Wearing black and holding wide-open wallets, a group of WVU students took one final trip to the soon-to-close University Avenue Sheetz on Tuesday night. 

A memorial service with a full eulogy  was held in honor of the store, which is expected to close in the coming weeks. 

“I was a little bit surprised [at the turnout],” Kirsten Roys, an Honors Hall resident assistant and organizer of the event, said. “I wanted people to go, but of course you can’t make people, and you can’t make people interested, but I was pretty pleased with how many people showed up.”

Approximately 50 students were in attendance for the memorial, which was completed with a rendition of “Taps,” performed outside by Trenton Ashley, a member of The Pride of West Virginia, following the ceremony. 

It was announced in September that Sheetz, a campus-wide favorite due to its convenient location and 24-hour access, would be closing the doors to its Sunnyside location after deciding not to renew its lease with the University.

In response to the announcement, Roys took it upon herself to honor the store.

In early November, during a staff meeting of resident assistants and the Honors Hall residence hall coordinator, Roys heard someone jokingly mention holding a funeral for the closing store. It was supposed to be a joke — with no action taken from it — but Roys felt otherwise and decided something needed to be done. 

“I think the joke was made lightly, but I kind of thought — I lived here last year, in Honors Hall, and I live here this year too, and we would go to Sheetz so many times,” Roys said. “All the dining halls close early, and especially on weekends they close at 6:30 [p.m.], and on weekends, I wake up later, I eat later, so I think it has more of an impact with a lot of the dorms on the downtown campus.

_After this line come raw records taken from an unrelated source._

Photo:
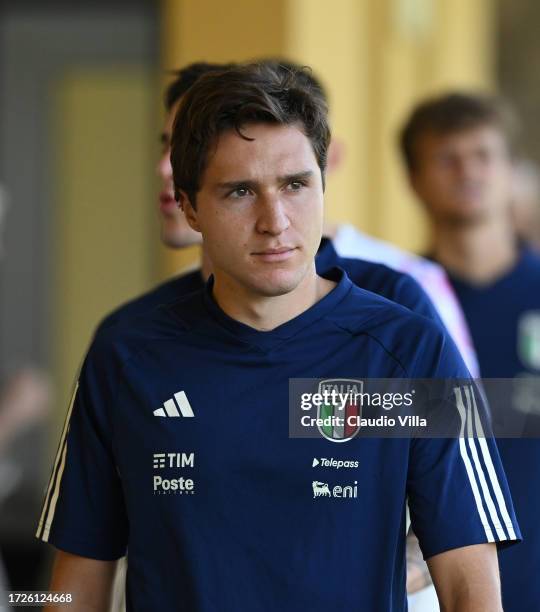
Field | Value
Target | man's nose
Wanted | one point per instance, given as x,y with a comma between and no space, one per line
273,218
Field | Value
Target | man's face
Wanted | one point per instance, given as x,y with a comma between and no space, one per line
175,230
260,208
465,177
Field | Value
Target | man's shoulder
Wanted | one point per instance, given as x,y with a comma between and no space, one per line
165,293
420,345
367,312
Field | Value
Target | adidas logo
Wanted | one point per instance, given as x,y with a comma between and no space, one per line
171,408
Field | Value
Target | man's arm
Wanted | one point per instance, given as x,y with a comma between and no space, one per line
89,581
467,579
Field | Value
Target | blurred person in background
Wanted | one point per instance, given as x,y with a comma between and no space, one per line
458,152
526,201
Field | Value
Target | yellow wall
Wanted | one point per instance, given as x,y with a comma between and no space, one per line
377,57
104,227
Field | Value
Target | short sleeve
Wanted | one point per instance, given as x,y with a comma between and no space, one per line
457,489
84,512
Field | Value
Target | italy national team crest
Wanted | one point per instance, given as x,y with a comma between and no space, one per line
529,339
343,410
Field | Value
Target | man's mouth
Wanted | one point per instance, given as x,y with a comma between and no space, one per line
276,254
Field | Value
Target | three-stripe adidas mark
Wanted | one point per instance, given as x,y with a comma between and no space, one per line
170,407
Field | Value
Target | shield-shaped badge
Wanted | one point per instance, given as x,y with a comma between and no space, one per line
343,409
529,339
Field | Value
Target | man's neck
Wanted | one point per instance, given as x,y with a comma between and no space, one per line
206,265
480,253
266,313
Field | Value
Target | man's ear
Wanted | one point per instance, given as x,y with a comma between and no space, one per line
191,213
336,155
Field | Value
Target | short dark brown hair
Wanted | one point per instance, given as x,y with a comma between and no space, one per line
184,79
232,99
456,112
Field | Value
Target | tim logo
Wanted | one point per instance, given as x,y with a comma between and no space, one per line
343,411
321,489
173,460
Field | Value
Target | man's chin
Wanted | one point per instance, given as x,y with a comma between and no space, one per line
278,283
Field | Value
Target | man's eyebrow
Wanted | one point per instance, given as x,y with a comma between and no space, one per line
296,176
287,178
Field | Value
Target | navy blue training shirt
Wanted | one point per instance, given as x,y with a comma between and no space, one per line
380,279
177,450
504,320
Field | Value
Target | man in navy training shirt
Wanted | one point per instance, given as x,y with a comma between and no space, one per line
176,233
458,152
176,446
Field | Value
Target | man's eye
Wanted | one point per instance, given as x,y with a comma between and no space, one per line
239,192
296,185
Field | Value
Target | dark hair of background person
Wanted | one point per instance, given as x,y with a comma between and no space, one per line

“Sheetz is the closest thing, it’s convenient and the quality is pretty good.”

The closing of the store has the largest effect on freshmen and those living in residence halls, who not only utilize the store for quick food at 2 a.m. after dining halls are closed, but also for basic groceries, such as laundry detergent and paper towels. 

Following the November staff meeting, Roys, a sophomore civil engineering student, took the idea of a memorial service to the residence hall coordinator, who “thought it was kind of weird.” Despite the hesitancy, the event was approved once Roys mentioned there would be no cost associated with it.

Although the announcement was made nearly two months ago, students across campus are still adjusting to the thought of Sheetz leaving, and are curious what will be brought in next.

“I would like to see something at least that has food,” Roys said. “Not necessarily only food, more like groceries, because Sheetz you can go and get ice cream and stuff like that.”

No matter what takes over Sheetz’s place in the building, Roys knows it will not be the same.

“It feels like the end of an era,” she said.